No English subtitles or dubs. Just Cantonese with Korean subtitles, but I watched it and was mezmerized. It reminded me of how I felt watching those movies back in Japan. I was hooked on martial arts films.
Over the next couple years I became engrossed with Jackie Chan films. I still didn’t know who Jet Li was but I knew that Jackie Chan was making the kinds of films I wanted to watch. I would go to the independent theater on the Ave next to the University of Washington in Seattle and start checking out their Jackie Chan film nights. After a while I expanded my choices to any Hong Kong movie that came.
And there, on one of their schedules, I saw the name Jet Li. I didn’t realize that it was the same person I had seen in the Shaolin Temple movies but the film and his name sounded interesting so I went to check it out. It was “Once Upon a Time in China 3″. I left that theater on a high. The production values, the wushu moves — I couldn’t stop talking about it to my friends.

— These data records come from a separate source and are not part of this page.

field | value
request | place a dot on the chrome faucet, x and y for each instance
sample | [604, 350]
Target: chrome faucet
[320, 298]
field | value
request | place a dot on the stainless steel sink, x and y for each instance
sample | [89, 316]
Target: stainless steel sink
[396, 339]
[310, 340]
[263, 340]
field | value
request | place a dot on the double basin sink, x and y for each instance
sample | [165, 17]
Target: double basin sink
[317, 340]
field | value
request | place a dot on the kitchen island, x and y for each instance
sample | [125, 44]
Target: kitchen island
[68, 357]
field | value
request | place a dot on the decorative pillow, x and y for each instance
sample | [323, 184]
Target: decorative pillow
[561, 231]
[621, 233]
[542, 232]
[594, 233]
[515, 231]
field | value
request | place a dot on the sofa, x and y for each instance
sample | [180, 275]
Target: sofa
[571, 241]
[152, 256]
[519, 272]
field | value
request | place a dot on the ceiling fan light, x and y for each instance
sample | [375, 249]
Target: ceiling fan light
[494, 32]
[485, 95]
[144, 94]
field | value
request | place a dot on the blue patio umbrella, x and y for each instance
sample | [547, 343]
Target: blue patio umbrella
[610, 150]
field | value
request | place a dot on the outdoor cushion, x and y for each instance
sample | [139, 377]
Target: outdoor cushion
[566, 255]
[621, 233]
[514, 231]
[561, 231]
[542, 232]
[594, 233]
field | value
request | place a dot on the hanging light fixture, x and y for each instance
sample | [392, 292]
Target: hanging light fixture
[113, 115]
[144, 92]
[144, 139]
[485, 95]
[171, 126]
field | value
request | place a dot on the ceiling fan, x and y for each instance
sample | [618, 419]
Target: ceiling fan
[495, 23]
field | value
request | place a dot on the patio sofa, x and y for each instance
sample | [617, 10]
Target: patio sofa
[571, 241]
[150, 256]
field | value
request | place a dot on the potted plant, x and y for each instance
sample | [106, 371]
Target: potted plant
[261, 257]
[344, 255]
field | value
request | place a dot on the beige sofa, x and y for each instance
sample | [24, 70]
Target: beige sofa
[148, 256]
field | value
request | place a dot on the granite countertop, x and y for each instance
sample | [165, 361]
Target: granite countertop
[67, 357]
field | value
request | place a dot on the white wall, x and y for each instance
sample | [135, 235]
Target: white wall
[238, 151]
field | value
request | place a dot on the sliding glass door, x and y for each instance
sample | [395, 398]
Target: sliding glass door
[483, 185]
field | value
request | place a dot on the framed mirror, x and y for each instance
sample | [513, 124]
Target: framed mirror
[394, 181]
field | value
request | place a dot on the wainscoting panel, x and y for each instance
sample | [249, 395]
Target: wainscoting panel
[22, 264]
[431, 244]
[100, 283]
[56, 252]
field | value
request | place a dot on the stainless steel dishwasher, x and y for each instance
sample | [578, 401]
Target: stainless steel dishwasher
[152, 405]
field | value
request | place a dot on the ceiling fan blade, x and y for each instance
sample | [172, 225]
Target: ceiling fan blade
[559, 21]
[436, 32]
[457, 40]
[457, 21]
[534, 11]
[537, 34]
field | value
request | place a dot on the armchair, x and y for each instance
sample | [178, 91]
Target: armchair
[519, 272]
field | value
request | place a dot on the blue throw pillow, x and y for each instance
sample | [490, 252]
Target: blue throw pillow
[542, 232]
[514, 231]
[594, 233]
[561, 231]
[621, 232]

They didn’t get it of course. They liked Jackie Chan, but it’s hard to explain the appeal of a Wong Fei Hung / Jet Li film to someone who had never seen one. I even dragged my sister to a showing of Fong Sai Yuk a couple months later, but she spent a fair bit of the film laughing out loud at the wire-work wall-running and silly plot.
I wasn’t detered though. I searched around Seattle for a wushu school. Kung Fu, sure. Tai Chi, yeah. Aikido, you bet. But wushu? I couldn’t find it anywhere.
At around the same time I realized that Seattle wasn’t really the place for me anymore. I decided to move to San Francisco. I didn’t really tell anyone that one of my motivations for moving there was to see if I could find a wushu school. I don’t even know if I admited it to myself. That was the fall of 1994.
I kept trying to look. I went to Tat Mau Wong’s school. I checked out the 8 Step Praying Mantis school in the Sunset. I called up the number in the phone book for “Wushu Resources” but a young girl answered and told me “My dad isn’t here right now”. (It later turned out that was our own
Sifu Bryant Fong’sdaughter Marla.)
But finally, on March 3, 1995, when I had almost given up on finding a wushu school, I spotted something on a co-worker’s copy of “
The Open Exchange“, an independent newspaper in San Francisco. I grabbed the paper from my co-worker and my eyes bugged out.
The words were on the page. And there was a picture of a woman holding her leg up next to her head holding a sword. The text said that she had been a member of the Beijing Wushu Team and had trained with Jet Li.
Well, that’s all I needed to know.
I grabbed the phone and called the number and left a message.